A 64-year-old female attended the surgery complaining of a loose and painful bridge at UR45 (14, 15). She gave a history of having an implant placed in this area about 2 years previously and more recently, 6 months ago, the crown at UR3 (13) had become de-cemented. After its re-cementation her bite had 'felt different'. Examination revealed an implant-retained cantilever bridge at UR45 (14,15) supported by a single implant at UR4 (14). The implant was a Brånemark Mark II (Nobel Biocare, Gothenburg, Sweden), regular platform (3.75 mm) fixture and was 18 mm in length. There was a post-retained crown at UR3 (13). Some redness and swelling in the soft tissues around the implant was evident and the bridge was mobile. Teeth present on examination were UL2347 (22–24, 27), UR123 (11–13) and LL12345 (31–35) and LR1234578 (41–45, 47, 48). Fixed bridges were present replacing UL1 (21) and UL56 (25, 26) with full crown retainers at UR1 (11), UL2 (22) and UL4 (24) and UL7 (27) respectively. LR6 (46) space was closed by drifting of LR78 (47, 48). All teeth present were symptom free.

A periapical radiograph (Fig. 1) revealed a fracture in the body of the implant at the position of the end of the prosthetic screw. The loose bridge was removed under local analgesia together with the implant fragment (Fig. 2) and a panoral radiograph was taken (Fig. 3).




A number of options were considered:

1. Removable partial denture

The patient did not want a removable solution therefore Option 1 was not considered further.

2. Restoration of remaining implant fragment

There was sufficient remaining implant (about 10 mm) and prosthetic screw hole to support a single tooth restoration. This would have involved the preparation of the fragment to provide a flat prosthetic table and the construction of a customised abutment. The likelihood of failure was considered to be too high and as the patient also wanted the space at UR5 (15) restoring this option was not considered further.

3. Removal of fragment and new implant placed at site

It was decided that the removal of the remaining implant fragment using a trephine would have resulted in considerable bone loss as a 4 mm trephine with external dimensions of 4.5 mm would have been used. It is likely that the placement of a second fixture at the same site would have required bone grafting to provide an adequate quantity of bone and this was not acceptable to the patient.

4. Removal of UR3 (13) and implants placed at UR3 (13) and UR5 (15)

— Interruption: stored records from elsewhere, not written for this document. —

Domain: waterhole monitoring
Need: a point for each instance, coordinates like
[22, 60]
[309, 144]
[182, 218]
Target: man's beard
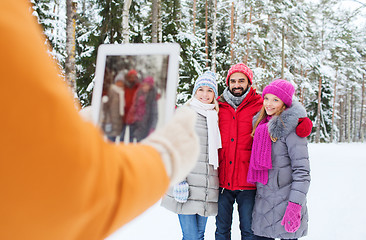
[238, 94]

This option was chosen as being most likely to provide a long-term stable solution that was acceptable to the patient. Two implants can be safely used to support a three-unit bridge to replace UR345 (13–15) and UR3 (13) was a failing post crown with a poor prognosis.

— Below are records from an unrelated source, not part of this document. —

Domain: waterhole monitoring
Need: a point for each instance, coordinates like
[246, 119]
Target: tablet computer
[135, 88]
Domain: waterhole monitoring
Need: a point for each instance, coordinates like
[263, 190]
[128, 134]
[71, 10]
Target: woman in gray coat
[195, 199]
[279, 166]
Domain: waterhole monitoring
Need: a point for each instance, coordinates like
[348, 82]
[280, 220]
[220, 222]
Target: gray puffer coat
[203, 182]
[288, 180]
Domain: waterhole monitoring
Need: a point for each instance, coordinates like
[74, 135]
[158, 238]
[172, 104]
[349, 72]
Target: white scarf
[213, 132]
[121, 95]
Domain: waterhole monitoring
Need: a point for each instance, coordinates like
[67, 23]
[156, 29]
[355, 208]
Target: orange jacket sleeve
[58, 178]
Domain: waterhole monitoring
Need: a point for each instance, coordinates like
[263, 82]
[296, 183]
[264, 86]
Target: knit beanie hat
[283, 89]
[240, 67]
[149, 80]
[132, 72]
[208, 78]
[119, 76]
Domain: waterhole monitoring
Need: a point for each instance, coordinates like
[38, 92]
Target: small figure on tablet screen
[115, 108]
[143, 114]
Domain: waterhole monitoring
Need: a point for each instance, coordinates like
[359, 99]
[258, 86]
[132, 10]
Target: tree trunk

An immediate, temporary, removable partial denture was constructed to replace UR345 and UR3 was extracted. About 6 weeks later two implants were placed at UR3 and UR5 using the standard Brånemark protocol. They were both Brånemark implants being Mark IV TiUnite® implants of 15 mm and 11.5 mm lengths respectively. As the implant fragment was not visible a guide pin was screwed into the remaining implant fragment to mark its position during surgery (Fig. 4). A two-stage approach was to be used and therefore cover screws were placed and the wound closed. After 6 months the implants were exposed and healing abutments attached.


The remaining implant fragment was below the crest of the bone and so it is likely that the bone would remodel around this possibly covering it completely. The full thickness flap raised for the placement of the implants was closed over the site and as can be seen in Figure 5 healing was uneventful and complete.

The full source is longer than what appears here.